For weeks, I've carried around a story about some researchers at Carnegie Mellon who have created a high-tech long-distance embrace. Their robotic pillow in a humanoid shape is designed, they tell us with a straight face, to provide older people with emotional support. It's called "The Hug."
A far-away granddaughter can use her "Hug" to dial up grandpa's "Hug." When the two connect, thermal fibers vibrate and radiate heat, and the hug is passed from one generation to the next.

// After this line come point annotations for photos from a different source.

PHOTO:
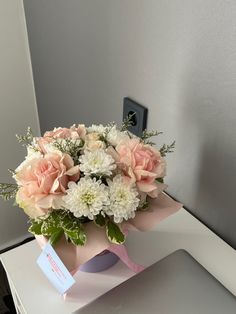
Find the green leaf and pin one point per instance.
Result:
(114, 233)
(8, 190)
(55, 237)
(35, 227)
(77, 237)
(100, 220)
(51, 224)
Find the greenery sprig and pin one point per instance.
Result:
(26, 139)
(59, 222)
(8, 190)
(70, 147)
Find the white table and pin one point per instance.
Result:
(33, 293)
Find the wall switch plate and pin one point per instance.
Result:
(139, 116)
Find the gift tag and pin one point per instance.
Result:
(54, 269)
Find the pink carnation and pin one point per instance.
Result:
(43, 181)
(143, 164)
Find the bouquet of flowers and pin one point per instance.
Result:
(98, 174)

And if one person is not home, they can even leave a hug message.
How many researchers, how many hours in the lab, how many grants did it take to transform a hug into a product called "The Hug"? Who decided that the demand for touching so exceeded the supply that hugging needed to be outsourced?
I have read as well of robotic dogs and babies used in nursing homes as "companions." Are these sorry artifacts of our time, telling us that caring humans are in such short supply that we must find their robotic replicas? Are people as susceptible as the woman in Steven Spielberg's movie "A.I.," who wrestles with her emotional connection to a robotic child?
Sherry Turkle, MIT's guru on technology and the self, calls "The Hug" a "wake-up call." It suggests, she tells me, "that somehow you can communicate your touch, your caress, remotely to a person on the other end. It makes dramatic the question why is it so hard to maintain contact with loved ones. And do we really think that a touch that simulates your touch is an expression of our human spirit? Or is it a cheapening?"
I do not think Americans will invite holograms of cousins for turkey dinner anytime soon. Nor will "Hugs" win a place at the family table. But when we're sold on so many technological replacement parts for so much of our humanity, we have to stop and celebrate the irreplaceable human longing to be together.
This is what strikes me this Thanksgiving. Our most restless of nations has the get-up-and-go to go home. We do not phone in Thanksgiving or e-mail family reunions. We spend more for tickets than turkey. Despite the best scientific efforts, 37 million travelers have no illusions about the difference between the virtual and real.
In our home, a family that ranges in age from 1 to 90, from high chair to wheelchair, will crowd around a table where we do not have to reach out in order to touch.